M. Venizelos, “the great victor of the war in the East,” as he was called in London, even supported his claims by drawing public attention to the intrigues carried on by Constantine’s supporters to restore him to the throne. He maintained that the revision of the treaty would second the efforts which were then being made in Athens by the old party of the Crown, which, he said, was bound to triumph if Greece was deprived of the fruits of her victory and if the Allies did not redeem their pledges towards her. But then it became obvious that the Greeks did not despise Constantine so much after all, and their present attitude could not in any way be looked upon as disinterested.
It might have been expected, on the other hand, that Count Sforza, who had been High Commissioner in Constantinople, where he had won warm sympathies, would maintain the friendly policy pursued by Italy since the armistice towards Turkey—that is to say, he would urge that the time had come to revise the treaty of peace with Turkey which, since it had been drawn up at San Remo, had constantly been opposed by the Italian Press. All the parties shared this view, even the clerical party, and one of its members in the Chamber, M. Vassalo, who had just come back from Turkey, energetically maintained it was impossible to suppress the Ottoman Empire without setting on fire the whole of Asia. The Congress of the Popular Party in Naples held the same opinion. Recent events also induced Italy to preserve the cautious attitude she had assumed in Eastern affairs since the armistice, and she naturally aimed at counterbalancing the supremacy that England, if she once ruled over Constantinople and controlled Greater Greece, would enjoy over not only the western part, but the whole, of the Mediterranean Sea.

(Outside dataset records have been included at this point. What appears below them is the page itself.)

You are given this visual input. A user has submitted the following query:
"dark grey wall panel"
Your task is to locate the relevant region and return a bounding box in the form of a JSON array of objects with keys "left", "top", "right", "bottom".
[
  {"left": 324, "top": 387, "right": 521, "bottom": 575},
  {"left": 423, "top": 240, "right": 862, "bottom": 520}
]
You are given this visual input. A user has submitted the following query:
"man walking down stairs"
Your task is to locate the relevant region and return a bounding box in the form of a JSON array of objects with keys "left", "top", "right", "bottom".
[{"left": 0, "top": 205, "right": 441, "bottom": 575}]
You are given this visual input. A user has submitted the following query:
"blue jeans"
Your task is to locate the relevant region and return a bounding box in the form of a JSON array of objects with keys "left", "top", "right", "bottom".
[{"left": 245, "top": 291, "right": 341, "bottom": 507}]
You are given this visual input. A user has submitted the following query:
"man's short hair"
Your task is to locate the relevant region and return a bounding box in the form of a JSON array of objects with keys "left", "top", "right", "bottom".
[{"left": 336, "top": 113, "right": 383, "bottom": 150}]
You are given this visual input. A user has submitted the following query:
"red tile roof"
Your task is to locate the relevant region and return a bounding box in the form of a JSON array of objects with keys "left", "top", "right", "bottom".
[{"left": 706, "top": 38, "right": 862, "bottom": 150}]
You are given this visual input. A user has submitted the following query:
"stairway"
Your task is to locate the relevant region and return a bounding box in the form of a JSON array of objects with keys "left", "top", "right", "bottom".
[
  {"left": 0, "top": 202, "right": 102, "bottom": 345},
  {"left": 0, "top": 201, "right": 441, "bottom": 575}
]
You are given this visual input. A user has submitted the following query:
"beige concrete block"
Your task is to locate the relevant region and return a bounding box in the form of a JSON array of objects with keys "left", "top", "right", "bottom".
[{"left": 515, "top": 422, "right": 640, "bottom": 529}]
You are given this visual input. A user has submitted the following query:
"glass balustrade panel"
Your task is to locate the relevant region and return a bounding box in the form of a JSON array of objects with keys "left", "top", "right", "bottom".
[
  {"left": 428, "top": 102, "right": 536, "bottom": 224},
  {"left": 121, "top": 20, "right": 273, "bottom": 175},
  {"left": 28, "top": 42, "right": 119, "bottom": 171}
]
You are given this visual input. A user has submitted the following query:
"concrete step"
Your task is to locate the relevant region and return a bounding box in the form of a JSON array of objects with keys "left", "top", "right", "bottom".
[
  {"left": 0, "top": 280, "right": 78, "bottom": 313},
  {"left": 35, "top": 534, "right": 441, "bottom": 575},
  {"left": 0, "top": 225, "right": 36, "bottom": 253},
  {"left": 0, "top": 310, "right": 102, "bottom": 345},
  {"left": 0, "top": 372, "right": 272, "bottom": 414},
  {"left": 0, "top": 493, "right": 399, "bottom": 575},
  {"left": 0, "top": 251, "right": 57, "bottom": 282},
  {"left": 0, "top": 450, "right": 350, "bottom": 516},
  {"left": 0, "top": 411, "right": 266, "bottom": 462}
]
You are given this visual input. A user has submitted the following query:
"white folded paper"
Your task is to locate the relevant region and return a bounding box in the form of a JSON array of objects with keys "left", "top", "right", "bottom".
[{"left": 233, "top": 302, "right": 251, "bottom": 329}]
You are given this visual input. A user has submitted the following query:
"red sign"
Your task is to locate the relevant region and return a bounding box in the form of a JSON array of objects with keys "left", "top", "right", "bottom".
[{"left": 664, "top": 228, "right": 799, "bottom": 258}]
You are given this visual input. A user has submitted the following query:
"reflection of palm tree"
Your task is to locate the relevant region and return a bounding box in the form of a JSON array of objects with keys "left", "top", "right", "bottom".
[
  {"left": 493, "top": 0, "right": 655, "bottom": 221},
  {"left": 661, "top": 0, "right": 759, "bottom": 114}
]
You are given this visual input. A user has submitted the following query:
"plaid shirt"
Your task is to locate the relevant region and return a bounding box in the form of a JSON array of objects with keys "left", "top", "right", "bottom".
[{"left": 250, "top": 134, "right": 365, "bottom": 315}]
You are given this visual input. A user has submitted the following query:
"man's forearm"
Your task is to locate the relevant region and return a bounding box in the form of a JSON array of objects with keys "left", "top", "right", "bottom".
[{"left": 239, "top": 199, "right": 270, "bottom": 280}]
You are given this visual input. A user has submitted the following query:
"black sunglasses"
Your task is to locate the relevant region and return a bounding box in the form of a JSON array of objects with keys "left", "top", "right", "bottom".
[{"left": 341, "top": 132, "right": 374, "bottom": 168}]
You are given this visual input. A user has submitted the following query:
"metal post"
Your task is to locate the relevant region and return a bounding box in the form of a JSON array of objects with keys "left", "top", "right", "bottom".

Henceforth it was obvious that the chief stipulations of the treaty that was to be enforced on Turkey were doomed to failure, and it was asked with no little anxiety whether the Powers would be wise enough to take facts into account and reconsider their decisions accordingly, or maintain them and thus pave the way to numerous conflicts and fresh difficulties. Indeed, the outcome of the arrangements they had laboriously elaborated was that things in the East had become more intricate and critical than before. No State wished to assume the task of organising the Armenian State: the American Senate flatly refused; Mr. Bonar Law formally declared in the House of Commons that England had already too many responsibilities; France did not see why she should take charge of it; Italy accepted no mandate in Asia Minor. Syria, on the other hand, protested against its dismemberment. Mesopotamia was rising against the English at the very time when the Ottoman Nationalists entered an indignant protest against the cession of Smyrna and Thrace to Greece.